Harry Potter killed one of those!


----------



## Tayla152girl (Jun 11, 2010)

moosenoose said:


> Harry Potter killed one of those!


bahahaha it looked a little bigger and scarier than that in harry potter though!


----------



## syeph8 (Jun 11, 2010)

thanks fellas, was driving me crazy, i was typing in every type of dragon i could think of into google images


----------



## SuburbanMe (Jun 11, 2010)

Yeah, they're pretty cool. Kinda look like an Eastern Water Dragon crossed with a green iguana and a sail boat.


----------



## James_Scott (Jun 11, 2010)

Also known as the Jesus lizard I think, as when they are juveniles they can run on the surface of water! Check out Stephen Daltons pictures of them running on water. Just amazing!


----------



## hypochondroac (Jun 11, 2010)

moosenoose said:


> Harry Potter killed one of those!


 
Too funny.


----------



## CarpetPythons.com.au (Jun 11, 2010)

Plumed basilisk. There are a few species.


----------



## syeph8 (Jun 11, 2010)

CarpetPythons.com.au said:


> Plumed basilisk. There are a few species.

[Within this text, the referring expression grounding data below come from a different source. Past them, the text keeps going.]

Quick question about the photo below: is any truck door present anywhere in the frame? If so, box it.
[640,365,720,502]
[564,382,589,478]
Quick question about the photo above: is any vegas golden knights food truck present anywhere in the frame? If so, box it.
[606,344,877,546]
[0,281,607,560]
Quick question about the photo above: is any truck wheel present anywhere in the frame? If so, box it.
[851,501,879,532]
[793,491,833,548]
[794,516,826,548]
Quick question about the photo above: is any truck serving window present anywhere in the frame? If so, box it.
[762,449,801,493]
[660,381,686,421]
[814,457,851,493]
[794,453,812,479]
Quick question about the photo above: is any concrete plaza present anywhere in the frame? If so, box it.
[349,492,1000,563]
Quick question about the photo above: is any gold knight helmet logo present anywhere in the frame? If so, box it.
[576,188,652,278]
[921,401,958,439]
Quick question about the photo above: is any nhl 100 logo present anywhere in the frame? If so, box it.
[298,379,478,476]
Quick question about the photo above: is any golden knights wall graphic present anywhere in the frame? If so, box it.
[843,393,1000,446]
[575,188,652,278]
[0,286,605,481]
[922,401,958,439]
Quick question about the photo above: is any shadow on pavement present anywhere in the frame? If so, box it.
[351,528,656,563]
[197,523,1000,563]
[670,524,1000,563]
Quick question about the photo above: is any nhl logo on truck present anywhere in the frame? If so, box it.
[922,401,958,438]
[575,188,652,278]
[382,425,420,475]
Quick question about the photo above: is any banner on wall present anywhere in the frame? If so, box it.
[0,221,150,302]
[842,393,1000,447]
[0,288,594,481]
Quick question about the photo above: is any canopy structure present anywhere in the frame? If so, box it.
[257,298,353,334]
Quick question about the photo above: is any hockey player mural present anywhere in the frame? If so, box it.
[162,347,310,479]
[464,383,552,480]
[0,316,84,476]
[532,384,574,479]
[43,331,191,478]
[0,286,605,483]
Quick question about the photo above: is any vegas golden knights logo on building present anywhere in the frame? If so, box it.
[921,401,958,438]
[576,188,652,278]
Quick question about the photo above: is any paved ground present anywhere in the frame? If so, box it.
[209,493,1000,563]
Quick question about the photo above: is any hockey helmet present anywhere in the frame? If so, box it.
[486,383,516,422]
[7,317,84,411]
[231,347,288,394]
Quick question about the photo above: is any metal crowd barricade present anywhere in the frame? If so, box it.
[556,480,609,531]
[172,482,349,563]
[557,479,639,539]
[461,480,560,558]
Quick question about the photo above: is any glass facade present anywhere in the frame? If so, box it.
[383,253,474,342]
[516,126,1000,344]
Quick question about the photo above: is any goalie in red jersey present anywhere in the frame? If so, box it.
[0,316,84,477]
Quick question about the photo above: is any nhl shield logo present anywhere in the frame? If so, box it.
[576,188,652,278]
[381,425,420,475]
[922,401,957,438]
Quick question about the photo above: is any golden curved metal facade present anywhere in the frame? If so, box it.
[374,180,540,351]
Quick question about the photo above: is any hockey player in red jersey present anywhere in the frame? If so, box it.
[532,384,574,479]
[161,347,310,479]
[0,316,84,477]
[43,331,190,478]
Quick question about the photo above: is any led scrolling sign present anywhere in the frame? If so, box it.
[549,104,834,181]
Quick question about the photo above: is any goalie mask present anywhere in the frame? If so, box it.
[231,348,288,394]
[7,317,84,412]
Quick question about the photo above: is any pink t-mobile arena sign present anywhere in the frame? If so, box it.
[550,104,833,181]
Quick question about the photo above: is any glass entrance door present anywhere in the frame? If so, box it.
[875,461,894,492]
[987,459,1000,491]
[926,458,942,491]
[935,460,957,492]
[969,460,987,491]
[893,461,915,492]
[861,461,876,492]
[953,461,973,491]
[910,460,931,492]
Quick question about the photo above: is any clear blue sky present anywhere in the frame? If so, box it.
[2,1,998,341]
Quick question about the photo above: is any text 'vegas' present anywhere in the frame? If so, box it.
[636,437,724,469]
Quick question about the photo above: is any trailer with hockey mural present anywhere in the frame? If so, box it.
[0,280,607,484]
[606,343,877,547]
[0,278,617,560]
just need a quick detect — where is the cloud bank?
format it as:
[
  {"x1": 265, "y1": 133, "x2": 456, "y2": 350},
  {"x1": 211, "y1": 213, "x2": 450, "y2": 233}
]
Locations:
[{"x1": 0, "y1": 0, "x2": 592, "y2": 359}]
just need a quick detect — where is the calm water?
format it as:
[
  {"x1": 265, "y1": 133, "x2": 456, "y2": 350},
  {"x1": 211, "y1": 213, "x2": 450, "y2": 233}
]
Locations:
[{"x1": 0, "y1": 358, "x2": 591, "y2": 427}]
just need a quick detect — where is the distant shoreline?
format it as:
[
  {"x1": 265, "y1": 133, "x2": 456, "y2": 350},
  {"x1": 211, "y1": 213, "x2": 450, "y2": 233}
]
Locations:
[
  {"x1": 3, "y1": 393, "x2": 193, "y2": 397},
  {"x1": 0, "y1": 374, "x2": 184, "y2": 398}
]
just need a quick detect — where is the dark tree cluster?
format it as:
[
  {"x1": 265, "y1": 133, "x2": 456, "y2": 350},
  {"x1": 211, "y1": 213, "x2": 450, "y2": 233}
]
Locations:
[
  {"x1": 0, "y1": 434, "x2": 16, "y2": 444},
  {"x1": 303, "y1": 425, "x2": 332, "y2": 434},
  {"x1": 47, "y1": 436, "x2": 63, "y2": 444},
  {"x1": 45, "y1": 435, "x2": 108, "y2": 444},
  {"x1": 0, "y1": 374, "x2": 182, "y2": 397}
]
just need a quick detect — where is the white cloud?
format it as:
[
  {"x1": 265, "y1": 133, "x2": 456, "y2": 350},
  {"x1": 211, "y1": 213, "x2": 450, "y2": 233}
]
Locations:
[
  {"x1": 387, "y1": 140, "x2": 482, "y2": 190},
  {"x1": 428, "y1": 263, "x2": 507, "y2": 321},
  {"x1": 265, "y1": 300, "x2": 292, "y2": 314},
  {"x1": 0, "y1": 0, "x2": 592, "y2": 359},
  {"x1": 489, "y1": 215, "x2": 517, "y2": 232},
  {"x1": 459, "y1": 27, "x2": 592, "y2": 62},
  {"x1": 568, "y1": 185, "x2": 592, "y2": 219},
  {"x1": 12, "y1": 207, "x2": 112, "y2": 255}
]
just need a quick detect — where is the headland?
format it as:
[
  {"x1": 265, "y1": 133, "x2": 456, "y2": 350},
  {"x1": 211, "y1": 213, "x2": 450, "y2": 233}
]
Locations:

ta mate, not big up on my exotics (or lizards for that matter) but glad others take a keen interest. gorgeous fellas, been doing a bit of research on them since this post. quite a beautiful lizard arent they? kinda feel like goin to see them in their natural habitat now, watching that watter running thing would be amazing. goes to show its been too long since ive been to the zoo. anyone want to take me?  



moosenoose said:


> Harry Potter killed one of those!



you have always been hilarious moose! god forbid you ever quit drinking! 

but this brings me to my next contemplation... a basilisk is a mythological snake... so why is it also the name of a dragon? im confused!


----------



## eipper (Jun 11, 2010)

that is a male _Basliscus plumifrons_, double Crested basilisk or Jesus Christ Lizard

Cheers,
Scott


----------



## Mr.James (Jun 11, 2010)

syeph8 said:


> View attachment 150147
> 
> View attachment 150144
> 
> ...



One of my favourite lizards. How many did the zoo have?


----------



## syeph8 (Jun 16, 2010)

Mr.Boyd said:


> One of my favourite lizards. How many did the zoo have?



Can see why... only one, by what the housemate tells me.


----------